Use of irradiated cellular blood components for solid organ transplanted recipients treated with ATG (either as a pre-transplant conditioning or for treatment of graft rejection) has not been recommended in previous guidelines⁹⁰ and it is not included at the licence indications for Atgam®¹³⁷(commonly used preparation of ATG).

There have been no confirmed cases of TA-GvHD in the UK since routine LD of blood components became standard practice in 1999, while >50 000 patients have received an organ transplant since then. Accordingly, there is no indication for irradiation of cellular blood components administered to alemtuzumab or ATG-treated solid organ transplant recipients.

Rituximab (anti-CD20)

Use of irradiated components following treatment with rituximab is not recommended⁹⁰ and no case of TA-GvHD has been reported in the literature or to SHOT following this treatment (regardless of the patient's underlying diagnosis).

Recommendation:

Treatment of patients with rituximab is not an indication for use of irradiated cellular blood components unless this is indicated for a different reason (underlying diagnosis, type of component or previous treatment) (1/B).
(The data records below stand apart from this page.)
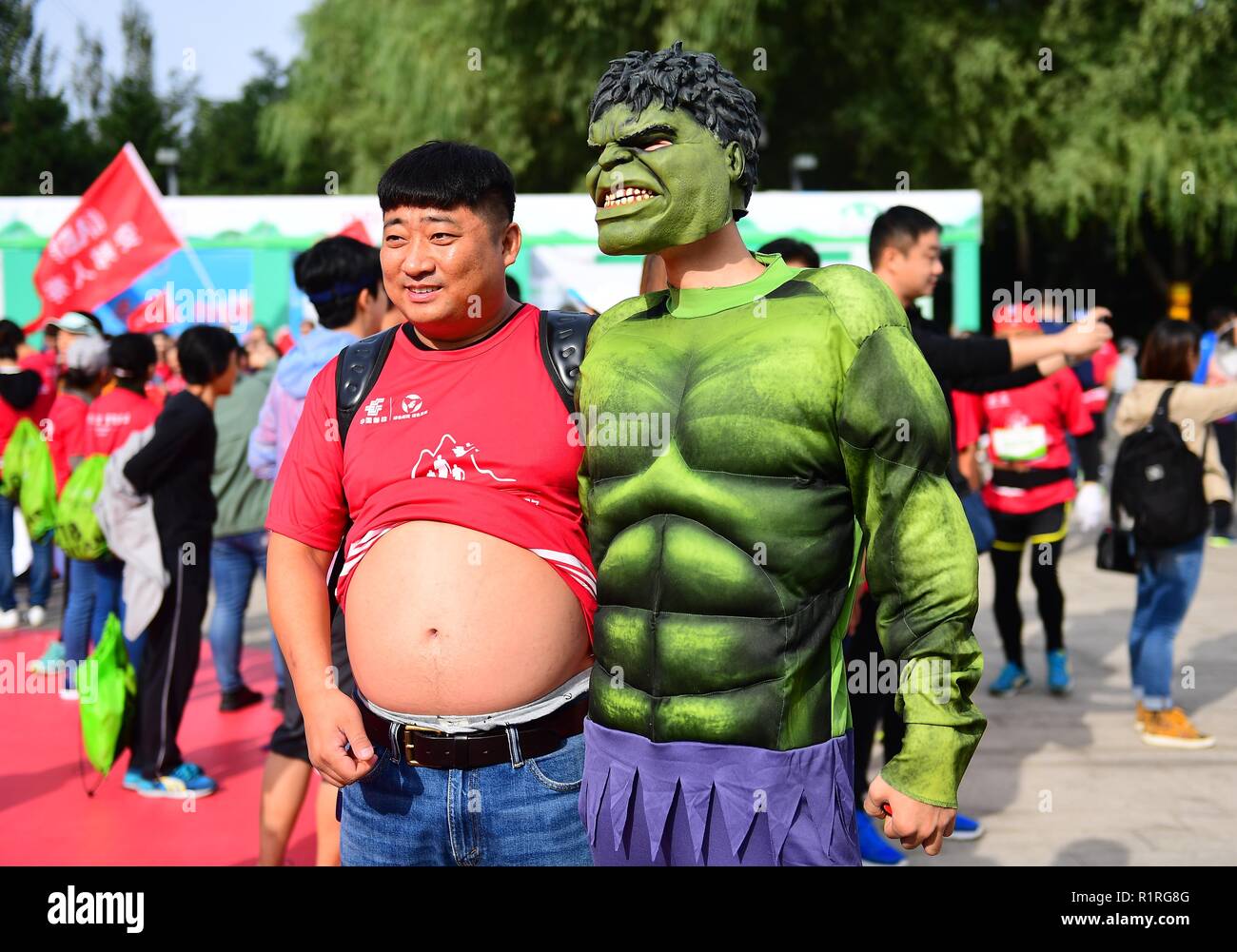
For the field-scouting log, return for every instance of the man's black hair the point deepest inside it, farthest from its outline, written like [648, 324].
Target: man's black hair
[793, 250]
[205, 350]
[699, 86]
[449, 174]
[131, 357]
[333, 273]
[901, 226]
[10, 338]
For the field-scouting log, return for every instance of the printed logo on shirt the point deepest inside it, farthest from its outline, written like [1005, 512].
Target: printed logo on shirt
[453, 460]
[379, 411]
[374, 411]
[409, 408]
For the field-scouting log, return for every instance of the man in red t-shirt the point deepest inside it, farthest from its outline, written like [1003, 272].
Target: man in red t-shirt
[1031, 495]
[25, 392]
[465, 576]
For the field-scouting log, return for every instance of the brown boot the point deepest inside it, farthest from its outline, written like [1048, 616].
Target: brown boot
[1173, 729]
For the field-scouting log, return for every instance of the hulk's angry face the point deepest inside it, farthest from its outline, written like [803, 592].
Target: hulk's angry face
[660, 180]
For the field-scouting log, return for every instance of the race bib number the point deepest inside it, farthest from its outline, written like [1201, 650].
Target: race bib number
[1021, 443]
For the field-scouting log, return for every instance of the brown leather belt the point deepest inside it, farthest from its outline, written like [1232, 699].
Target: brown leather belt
[425, 747]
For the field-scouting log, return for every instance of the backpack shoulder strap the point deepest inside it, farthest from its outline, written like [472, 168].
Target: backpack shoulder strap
[563, 334]
[1162, 407]
[357, 372]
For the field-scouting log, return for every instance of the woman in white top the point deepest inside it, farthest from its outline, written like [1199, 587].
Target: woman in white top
[1168, 577]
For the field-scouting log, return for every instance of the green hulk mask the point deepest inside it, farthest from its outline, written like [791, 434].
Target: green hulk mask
[804, 425]
[662, 180]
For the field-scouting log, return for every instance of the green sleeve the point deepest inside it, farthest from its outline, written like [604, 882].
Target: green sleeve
[922, 568]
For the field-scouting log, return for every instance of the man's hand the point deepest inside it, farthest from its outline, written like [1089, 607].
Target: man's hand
[332, 721]
[1088, 334]
[913, 823]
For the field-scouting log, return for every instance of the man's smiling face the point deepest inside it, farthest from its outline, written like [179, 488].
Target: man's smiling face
[660, 180]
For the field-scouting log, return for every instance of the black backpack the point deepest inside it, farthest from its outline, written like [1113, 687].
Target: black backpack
[561, 335]
[1158, 482]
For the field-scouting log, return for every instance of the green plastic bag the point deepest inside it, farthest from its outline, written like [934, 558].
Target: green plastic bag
[37, 495]
[77, 530]
[13, 461]
[29, 477]
[108, 693]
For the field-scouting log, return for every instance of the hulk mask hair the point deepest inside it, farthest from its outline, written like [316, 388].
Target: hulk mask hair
[677, 136]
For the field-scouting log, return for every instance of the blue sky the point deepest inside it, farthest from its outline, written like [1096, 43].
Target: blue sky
[222, 33]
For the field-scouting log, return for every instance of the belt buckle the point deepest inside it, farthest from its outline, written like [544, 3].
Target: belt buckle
[407, 741]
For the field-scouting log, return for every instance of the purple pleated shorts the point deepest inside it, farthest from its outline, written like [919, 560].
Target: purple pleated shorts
[697, 804]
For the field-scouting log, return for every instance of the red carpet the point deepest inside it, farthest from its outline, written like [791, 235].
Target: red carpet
[49, 820]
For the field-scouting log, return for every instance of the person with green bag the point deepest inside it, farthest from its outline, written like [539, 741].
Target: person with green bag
[24, 395]
[78, 478]
[109, 699]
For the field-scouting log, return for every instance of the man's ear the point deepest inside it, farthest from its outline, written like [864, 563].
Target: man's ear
[512, 239]
[735, 161]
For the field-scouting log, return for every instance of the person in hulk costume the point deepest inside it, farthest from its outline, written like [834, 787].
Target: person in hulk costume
[805, 428]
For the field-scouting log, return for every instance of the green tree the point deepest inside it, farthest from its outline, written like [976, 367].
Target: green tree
[42, 149]
[222, 153]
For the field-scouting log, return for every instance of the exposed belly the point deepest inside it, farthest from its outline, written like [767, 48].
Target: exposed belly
[450, 621]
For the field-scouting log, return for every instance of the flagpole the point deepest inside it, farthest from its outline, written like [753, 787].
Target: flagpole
[147, 180]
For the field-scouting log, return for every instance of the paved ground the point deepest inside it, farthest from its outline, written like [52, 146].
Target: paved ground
[1055, 782]
[1068, 782]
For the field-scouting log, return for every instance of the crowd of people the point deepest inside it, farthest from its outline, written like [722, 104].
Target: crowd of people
[503, 579]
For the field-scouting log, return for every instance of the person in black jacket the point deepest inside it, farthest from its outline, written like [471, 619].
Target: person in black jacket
[904, 250]
[174, 469]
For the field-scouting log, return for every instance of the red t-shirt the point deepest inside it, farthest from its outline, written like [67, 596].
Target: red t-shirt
[1027, 424]
[475, 437]
[66, 436]
[111, 418]
[1102, 361]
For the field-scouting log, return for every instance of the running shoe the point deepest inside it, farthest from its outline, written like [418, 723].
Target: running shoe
[1011, 680]
[185, 782]
[874, 847]
[1059, 680]
[966, 827]
[239, 699]
[50, 660]
[1173, 729]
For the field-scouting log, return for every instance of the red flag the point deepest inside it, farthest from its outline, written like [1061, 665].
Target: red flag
[115, 234]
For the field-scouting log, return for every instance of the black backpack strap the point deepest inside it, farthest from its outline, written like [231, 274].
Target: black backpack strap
[563, 334]
[355, 375]
[1162, 407]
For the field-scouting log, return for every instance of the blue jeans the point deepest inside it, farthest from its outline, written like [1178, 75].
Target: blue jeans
[40, 565]
[234, 561]
[1167, 581]
[109, 573]
[75, 630]
[500, 815]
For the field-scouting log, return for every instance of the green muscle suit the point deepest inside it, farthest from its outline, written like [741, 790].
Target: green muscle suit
[804, 427]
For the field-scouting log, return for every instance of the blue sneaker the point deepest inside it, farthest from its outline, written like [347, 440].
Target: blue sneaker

New immunosuppressive agents

Despite the development and wide usage of new potent immunosuppressive agents, no cases of TA-GvHD have been reported in the literature. The authors are unable to make any recommendation for those agents and advise that manufacturers’ recommendations should be followed.

Recommendations

Where patients require irradiated cellular blood components, components must be requested and clearly prescribed as irradiated (1/C).

Specific requirements, including need for irradiated blood components, must be part of the bedside check prior to administration of all blood components with documentation of checks (1/C).
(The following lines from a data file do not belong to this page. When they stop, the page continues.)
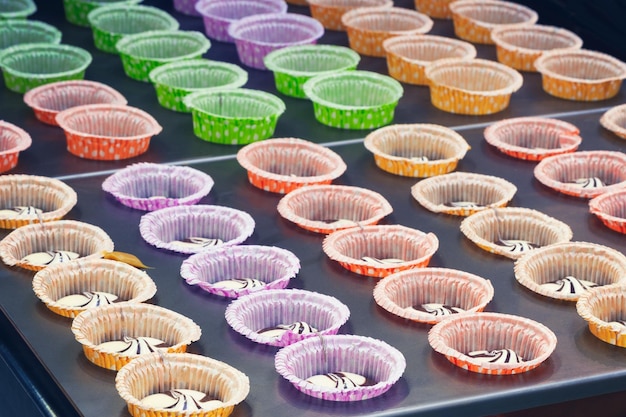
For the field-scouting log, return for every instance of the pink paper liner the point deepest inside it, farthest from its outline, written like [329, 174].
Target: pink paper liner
[456, 336]
[398, 292]
[255, 311]
[159, 228]
[148, 186]
[348, 246]
[274, 266]
[533, 138]
[583, 260]
[307, 206]
[348, 353]
[555, 172]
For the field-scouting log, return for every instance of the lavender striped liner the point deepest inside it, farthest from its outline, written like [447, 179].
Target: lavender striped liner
[274, 266]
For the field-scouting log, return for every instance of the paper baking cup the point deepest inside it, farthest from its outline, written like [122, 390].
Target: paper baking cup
[142, 52]
[49, 99]
[107, 132]
[474, 20]
[456, 336]
[30, 65]
[472, 87]
[408, 56]
[111, 23]
[294, 65]
[381, 363]
[533, 138]
[329, 12]
[13, 140]
[601, 307]
[251, 313]
[580, 75]
[399, 292]
[560, 172]
[116, 321]
[320, 208]
[258, 35]
[174, 81]
[484, 191]
[273, 266]
[147, 186]
[519, 47]
[217, 15]
[234, 116]
[18, 31]
[160, 228]
[61, 235]
[160, 372]
[128, 283]
[350, 246]
[610, 208]
[399, 149]
[485, 228]
[53, 197]
[282, 165]
[369, 27]
[581, 260]
[354, 99]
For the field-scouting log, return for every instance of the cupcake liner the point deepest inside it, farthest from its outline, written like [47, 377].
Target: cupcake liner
[13, 140]
[111, 23]
[472, 87]
[217, 15]
[519, 47]
[234, 116]
[416, 150]
[515, 225]
[474, 20]
[376, 360]
[351, 247]
[86, 240]
[258, 35]
[482, 192]
[329, 12]
[273, 266]
[602, 308]
[22, 65]
[533, 138]
[400, 292]
[282, 165]
[577, 173]
[128, 131]
[580, 75]
[53, 197]
[147, 186]
[126, 282]
[114, 322]
[295, 65]
[161, 372]
[599, 265]
[408, 56]
[250, 314]
[163, 227]
[142, 52]
[176, 80]
[457, 336]
[369, 27]
[610, 208]
[50, 99]
[327, 208]
[354, 99]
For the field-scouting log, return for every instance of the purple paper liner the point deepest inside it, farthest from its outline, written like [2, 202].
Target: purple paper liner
[362, 355]
[271, 265]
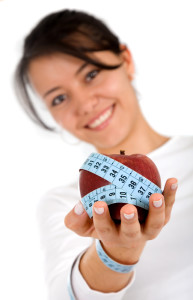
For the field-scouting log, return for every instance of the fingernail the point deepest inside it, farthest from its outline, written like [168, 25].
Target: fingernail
[157, 203]
[79, 209]
[129, 216]
[174, 186]
[99, 210]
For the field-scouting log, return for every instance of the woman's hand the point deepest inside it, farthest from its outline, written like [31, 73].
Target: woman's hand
[125, 242]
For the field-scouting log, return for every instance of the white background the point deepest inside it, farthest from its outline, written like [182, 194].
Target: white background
[159, 34]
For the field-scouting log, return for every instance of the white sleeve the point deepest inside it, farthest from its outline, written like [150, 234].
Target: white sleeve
[61, 247]
[83, 292]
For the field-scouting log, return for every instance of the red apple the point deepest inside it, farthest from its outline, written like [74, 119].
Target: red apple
[137, 162]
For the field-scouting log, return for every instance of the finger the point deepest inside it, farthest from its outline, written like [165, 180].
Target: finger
[169, 196]
[130, 228]
[103, 223]
[78, 220]
[156, 216]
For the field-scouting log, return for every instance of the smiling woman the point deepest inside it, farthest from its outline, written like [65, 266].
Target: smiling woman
[84, 76]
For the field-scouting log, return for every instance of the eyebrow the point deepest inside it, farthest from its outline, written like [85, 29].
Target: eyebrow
[58, 87]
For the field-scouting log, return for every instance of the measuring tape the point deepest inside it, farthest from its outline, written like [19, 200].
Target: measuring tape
[127, 186]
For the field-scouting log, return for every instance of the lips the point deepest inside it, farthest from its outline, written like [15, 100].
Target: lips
[101, 119]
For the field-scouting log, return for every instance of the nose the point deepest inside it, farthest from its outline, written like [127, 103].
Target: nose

Clinical areas and transfusion laboratories should agree and implement communication processes to ensure specific requirements and provision of irradiated cellular blood components are met for patients under shared care (1/C).

Patients requiring irradiated cellular blood components should receive appropriate information. Where possible patients should carry cards to facilitate provision of appropriate components (1/C).